Der Weihbischof hob in seiner Festansprache hervor, daß viele tausend Pilger im Laufe der Jahrhunderte auf dem Berg Kraft für ihr Leben mit allen Problemen und Sorgen gesucht und gefunden hätten. Es sei gerade die Wallfahrt, die oft Menschen dazu bringe, nicht die Dinge zu ändern, aber sich die Kraft zu nehmen, sie weiter zu tragen und daraus etwas wachsen zu lassen. Er wünschte dem Gnadenort auf dem Apollinarisberg, daß er weiterhin ein Segen sein möge für die Menschen und das Land, aus dem sie kommen.
Dechant Hammes drückte es aus Anlaß des Festtages in einem Pfarrbrief an die Gläubigen von Remagen so aus: „… Das Jubiläum sollte uns Anlaß sein zum Nachdenken: Unsere Vorfahren haben sich nicht kritiklos einen Phantom-Heiligen aufgebaut.

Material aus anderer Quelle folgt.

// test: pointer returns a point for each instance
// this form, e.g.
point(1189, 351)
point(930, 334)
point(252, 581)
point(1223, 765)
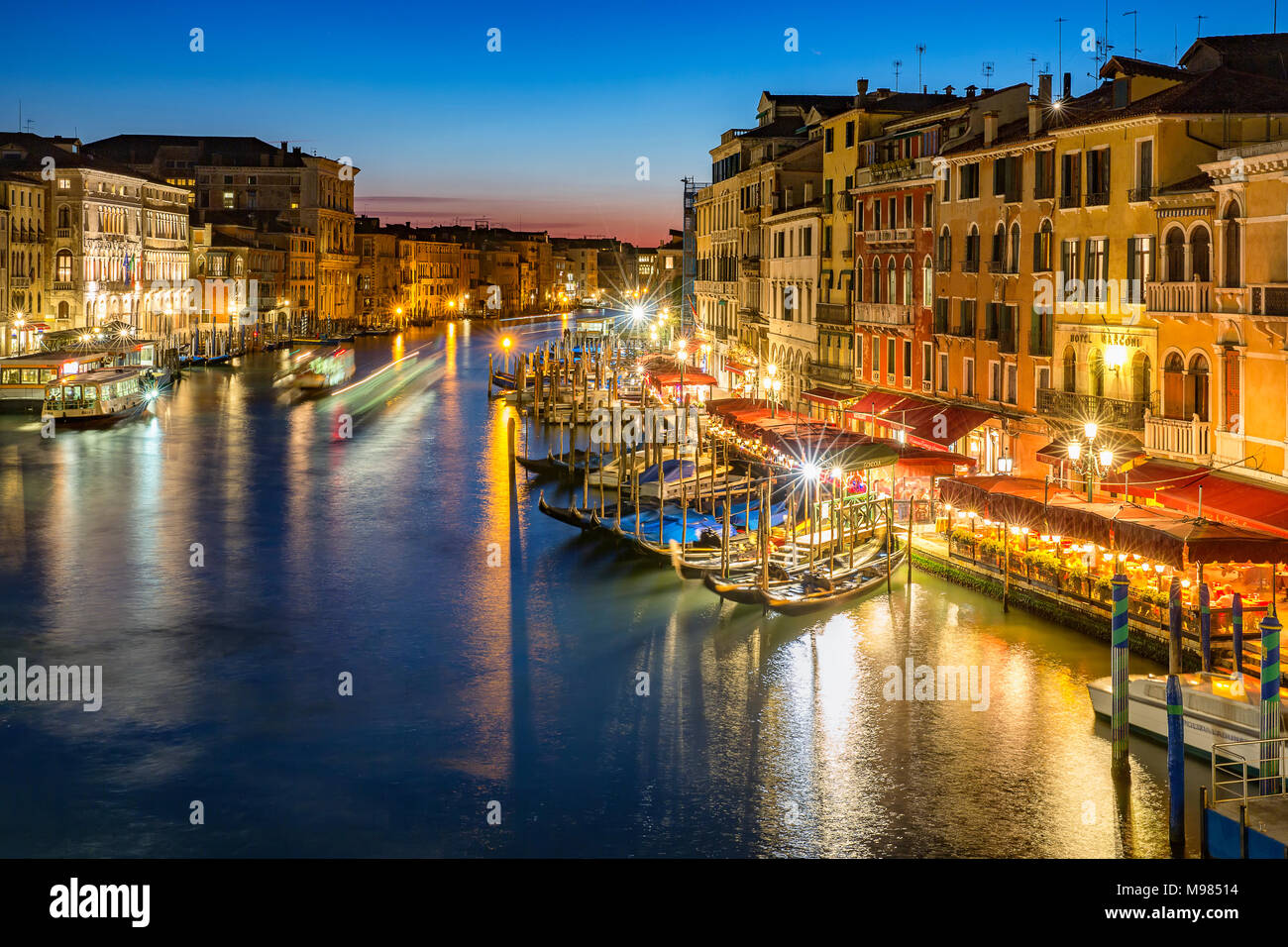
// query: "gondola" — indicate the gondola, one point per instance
point(815, 590)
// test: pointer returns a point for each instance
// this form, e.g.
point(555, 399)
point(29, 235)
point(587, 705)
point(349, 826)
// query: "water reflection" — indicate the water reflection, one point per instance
point(482, 672)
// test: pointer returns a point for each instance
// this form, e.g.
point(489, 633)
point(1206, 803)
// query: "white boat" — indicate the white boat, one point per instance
point(316, 371)
point(1219, 709)
point(103, 395)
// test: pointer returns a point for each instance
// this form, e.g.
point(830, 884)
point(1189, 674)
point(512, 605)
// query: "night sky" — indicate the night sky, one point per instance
point(546, 133)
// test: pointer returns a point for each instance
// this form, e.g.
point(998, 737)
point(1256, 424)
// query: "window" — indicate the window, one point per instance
point(1070, 179)
point(1140, 266)
point(1042, 247)
point(1098, 269)
point(1098, 176)
point(1144, 170)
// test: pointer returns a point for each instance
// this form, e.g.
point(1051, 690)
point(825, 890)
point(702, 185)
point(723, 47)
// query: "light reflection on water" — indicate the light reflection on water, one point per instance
point(511, 681)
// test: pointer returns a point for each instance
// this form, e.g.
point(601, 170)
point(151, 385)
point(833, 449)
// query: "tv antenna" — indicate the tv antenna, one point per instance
point(1134, 24)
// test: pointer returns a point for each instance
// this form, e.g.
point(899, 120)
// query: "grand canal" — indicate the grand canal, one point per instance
point(494, 657)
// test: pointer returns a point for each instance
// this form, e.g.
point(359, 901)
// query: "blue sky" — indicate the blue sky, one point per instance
point(545, 133)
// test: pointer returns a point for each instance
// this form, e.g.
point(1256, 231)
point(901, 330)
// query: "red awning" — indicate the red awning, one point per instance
point(1232, 500)
point(1151, 478)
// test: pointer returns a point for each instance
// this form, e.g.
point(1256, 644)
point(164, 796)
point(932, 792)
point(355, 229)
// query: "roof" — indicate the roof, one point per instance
point(1128, 65)
point(1260, 53)
point(38, 147)
point(230, 151)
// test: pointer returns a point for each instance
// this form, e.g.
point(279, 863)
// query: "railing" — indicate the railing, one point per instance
point(883, 313)
point(902, 235)
point(1179, 296)
point(1183, 438)
point(1232, 779)
point(1109, 412)
point(833, 313)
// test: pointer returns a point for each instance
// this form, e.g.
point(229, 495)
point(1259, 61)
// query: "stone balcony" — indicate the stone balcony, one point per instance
point(883, 313)
point(1179, 296)
point(1179, 438)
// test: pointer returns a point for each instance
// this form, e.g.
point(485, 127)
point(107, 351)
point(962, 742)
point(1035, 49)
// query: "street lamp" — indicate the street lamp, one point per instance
point(1087, 460)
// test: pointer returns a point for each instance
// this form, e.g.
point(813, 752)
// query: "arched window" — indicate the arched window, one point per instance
point(1043, 244)
point(1197, 388)
point(1173, 249)
point(1201, 254)
point(1141, 377)
point(1233, 274)
point(1096, 367)
point(1173, 386)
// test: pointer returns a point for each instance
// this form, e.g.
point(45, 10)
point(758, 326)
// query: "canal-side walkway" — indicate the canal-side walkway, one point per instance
point(1146, 624)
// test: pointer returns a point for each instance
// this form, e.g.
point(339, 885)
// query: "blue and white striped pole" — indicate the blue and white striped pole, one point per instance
point(1270, 629)
point(1119, 656)
point(1175, 722)
point(1206, 625)
point(1236, 617)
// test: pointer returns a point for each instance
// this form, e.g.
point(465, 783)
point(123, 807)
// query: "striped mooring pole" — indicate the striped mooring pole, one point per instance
point(1119, 656)
point(1270, 629)
point(1236, 618)
point(1175, 723)
point(1206, 625)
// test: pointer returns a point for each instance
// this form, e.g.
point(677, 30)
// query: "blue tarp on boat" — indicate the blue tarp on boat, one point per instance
point(671, 471)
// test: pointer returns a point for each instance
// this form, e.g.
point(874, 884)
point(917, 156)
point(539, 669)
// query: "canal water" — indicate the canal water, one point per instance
point(228, 560)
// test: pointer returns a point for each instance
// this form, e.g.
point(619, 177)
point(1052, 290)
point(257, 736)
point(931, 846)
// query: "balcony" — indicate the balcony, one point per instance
point(1179, 438)
point(833, 315)
point(883, 313)
point(897, 170)
point(832, 373)
point(1179, 296)
point(902, 235)
point(1109, 412)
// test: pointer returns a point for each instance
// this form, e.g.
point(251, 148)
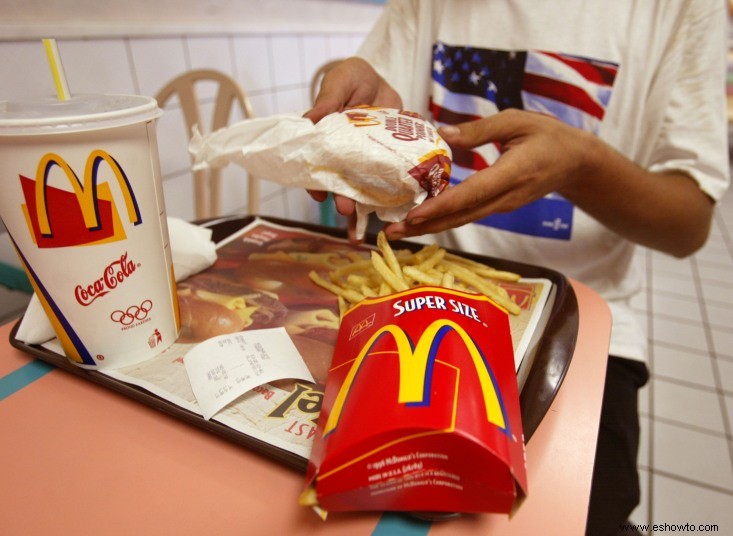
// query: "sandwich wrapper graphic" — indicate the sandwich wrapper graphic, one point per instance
point(388, 161)
point(421, 409)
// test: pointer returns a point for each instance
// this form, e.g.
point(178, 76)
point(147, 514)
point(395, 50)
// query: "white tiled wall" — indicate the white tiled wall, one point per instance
point(275, 69)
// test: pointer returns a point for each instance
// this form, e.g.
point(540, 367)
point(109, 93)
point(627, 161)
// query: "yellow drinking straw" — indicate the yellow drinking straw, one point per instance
point(57, 70)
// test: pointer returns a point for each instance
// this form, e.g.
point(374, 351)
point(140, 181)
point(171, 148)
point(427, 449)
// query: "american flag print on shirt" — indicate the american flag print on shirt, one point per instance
point(470, 83)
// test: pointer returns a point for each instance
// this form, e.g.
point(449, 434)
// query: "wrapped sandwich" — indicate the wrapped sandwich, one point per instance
point(388, 161)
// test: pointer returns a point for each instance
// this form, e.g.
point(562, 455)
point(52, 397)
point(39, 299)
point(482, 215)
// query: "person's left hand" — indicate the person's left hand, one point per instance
point(540, 155)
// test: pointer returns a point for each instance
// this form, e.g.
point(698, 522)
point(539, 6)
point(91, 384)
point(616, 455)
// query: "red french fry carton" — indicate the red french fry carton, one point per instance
point(421, 409)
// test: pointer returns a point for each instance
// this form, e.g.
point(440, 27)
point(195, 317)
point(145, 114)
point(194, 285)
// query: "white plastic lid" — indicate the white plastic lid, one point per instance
point(49, 115)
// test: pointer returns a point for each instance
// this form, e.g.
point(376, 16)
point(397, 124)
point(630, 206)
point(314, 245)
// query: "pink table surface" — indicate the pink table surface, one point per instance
point(80, 459)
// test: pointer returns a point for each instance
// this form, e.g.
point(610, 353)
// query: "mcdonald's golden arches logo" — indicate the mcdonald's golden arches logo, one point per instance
point(84, 216)
point(415, 371)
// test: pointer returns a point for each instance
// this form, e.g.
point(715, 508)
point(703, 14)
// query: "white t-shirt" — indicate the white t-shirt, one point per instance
point(646, 76)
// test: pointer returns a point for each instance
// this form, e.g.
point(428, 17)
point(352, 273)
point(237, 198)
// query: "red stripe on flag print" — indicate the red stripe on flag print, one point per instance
point(563, 92)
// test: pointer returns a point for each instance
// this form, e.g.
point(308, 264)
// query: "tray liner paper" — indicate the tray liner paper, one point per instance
point(421, 408)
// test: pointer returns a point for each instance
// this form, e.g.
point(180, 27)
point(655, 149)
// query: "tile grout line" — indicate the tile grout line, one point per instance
point(714, 363)
point(649, 268)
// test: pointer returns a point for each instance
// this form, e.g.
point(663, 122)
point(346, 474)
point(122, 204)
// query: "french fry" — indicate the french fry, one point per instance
point(492, 290)
point(390, 259)
point(397, 283)
point(420, 276)
point(388, 270)
point(348, 294)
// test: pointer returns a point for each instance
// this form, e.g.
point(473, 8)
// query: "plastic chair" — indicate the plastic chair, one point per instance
point(207, 183)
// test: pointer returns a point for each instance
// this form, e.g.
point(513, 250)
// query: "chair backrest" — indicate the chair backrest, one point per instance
point(207, 183)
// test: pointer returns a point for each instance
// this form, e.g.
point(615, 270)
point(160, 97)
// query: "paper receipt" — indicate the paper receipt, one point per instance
point(223, 368)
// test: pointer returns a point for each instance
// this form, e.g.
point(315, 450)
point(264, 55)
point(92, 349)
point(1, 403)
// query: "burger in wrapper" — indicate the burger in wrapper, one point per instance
point(386, 160)
point(421, 409)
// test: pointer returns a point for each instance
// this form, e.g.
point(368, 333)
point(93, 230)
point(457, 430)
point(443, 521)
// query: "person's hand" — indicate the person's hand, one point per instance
point(540, 155)
point(352, 82)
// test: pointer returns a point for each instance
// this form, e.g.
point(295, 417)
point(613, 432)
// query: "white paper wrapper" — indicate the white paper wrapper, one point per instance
point(386, 160)
point(191, 248)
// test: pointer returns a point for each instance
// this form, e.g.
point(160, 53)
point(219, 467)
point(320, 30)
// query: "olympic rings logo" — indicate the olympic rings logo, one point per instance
point(132, 313)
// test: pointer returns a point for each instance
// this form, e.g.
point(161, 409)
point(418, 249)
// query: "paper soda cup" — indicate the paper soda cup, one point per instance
point(82, 200)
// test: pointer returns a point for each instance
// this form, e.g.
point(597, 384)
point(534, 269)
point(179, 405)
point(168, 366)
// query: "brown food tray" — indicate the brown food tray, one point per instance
point(552, 355)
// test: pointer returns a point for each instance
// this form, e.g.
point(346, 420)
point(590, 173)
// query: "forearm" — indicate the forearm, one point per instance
point(664, 211)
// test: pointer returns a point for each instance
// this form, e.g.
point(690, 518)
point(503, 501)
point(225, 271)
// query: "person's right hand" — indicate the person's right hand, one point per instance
point(352, 82)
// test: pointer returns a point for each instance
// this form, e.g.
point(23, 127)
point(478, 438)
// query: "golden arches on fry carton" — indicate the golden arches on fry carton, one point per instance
point(400, 427)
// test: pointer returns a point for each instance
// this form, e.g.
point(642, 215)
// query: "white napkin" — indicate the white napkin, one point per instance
point(191, 248)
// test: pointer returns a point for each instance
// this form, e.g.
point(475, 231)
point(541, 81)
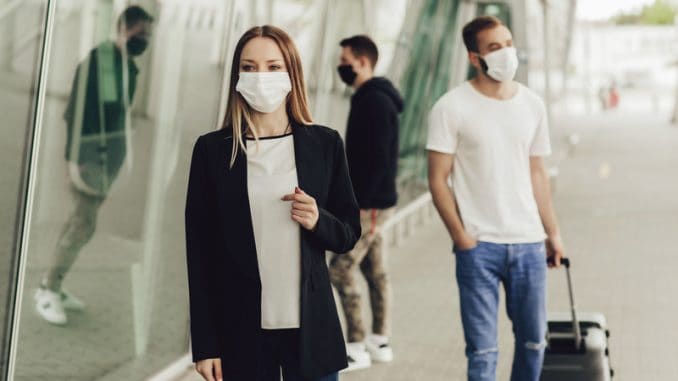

Und sie haben ihren Glauben an die Hilfe Gottes keineswegs vom Anschauen oder Berühren von Reliquien oder von Wundern abhängig gemacht.
Das Vorbild „unseres“ Heiligen als eines Freundes Gottes und Zeugen der Frohen Botschaft Christi ist es, was St. Apollinaris auch heute noch für uns verehrungswürdig und nachahmenswert macht!“
Der damalige Guardian des Apollinarisklosters, P. Dr. Solanus Krätzig, schreibt in der Festschrift von 1957 über die Rückführung der Reliquie des hl. Apollinaris:
„Wir dürfen darin eine wunderbare Fügung sehen, die über dem Berg, seinem Heiligtum und der Wallfahrt zu ihm waltet, daß die kostbare Reliquie in den Stürmen und in dem Wechsel der Zeiten nicht verloren und
unterging und schließlich nach Gottes Willen wieder heimgefunden hat.“
Die christliche Bevölkerung an Rhein und Ahr blieb ihrem Bergheiligtum auch In den schwersten Zeiten der Bedrängnis treu. Das zeigten vor allem die Remagener, als sie sich so zäh durch den Bischof von Trier und den Erzbischof von Köln bei der preußischen Regierung um die Rückgabe des hl. Hauptes einsetzten.
Georg Christoph von Hagen, Abt zu Siegburg, faßte im Jahre 1759 die Verehrer in der Bruderschaft vom hl. Apollinaris zu einer Gebetsgemeinschaft zusammen. Sie wurde am 17. März 1759 vom Erzbischof Klemens August II. von Köln bestätigt.
Die Bruderschaft besteht noch heute. Groß ist die Zahl jener, die sich Jahr für Jahr in diese Bruderschaft einschreiben lassen und die Verehrung des Heiligen in Stadt und Land hinein weitertragen!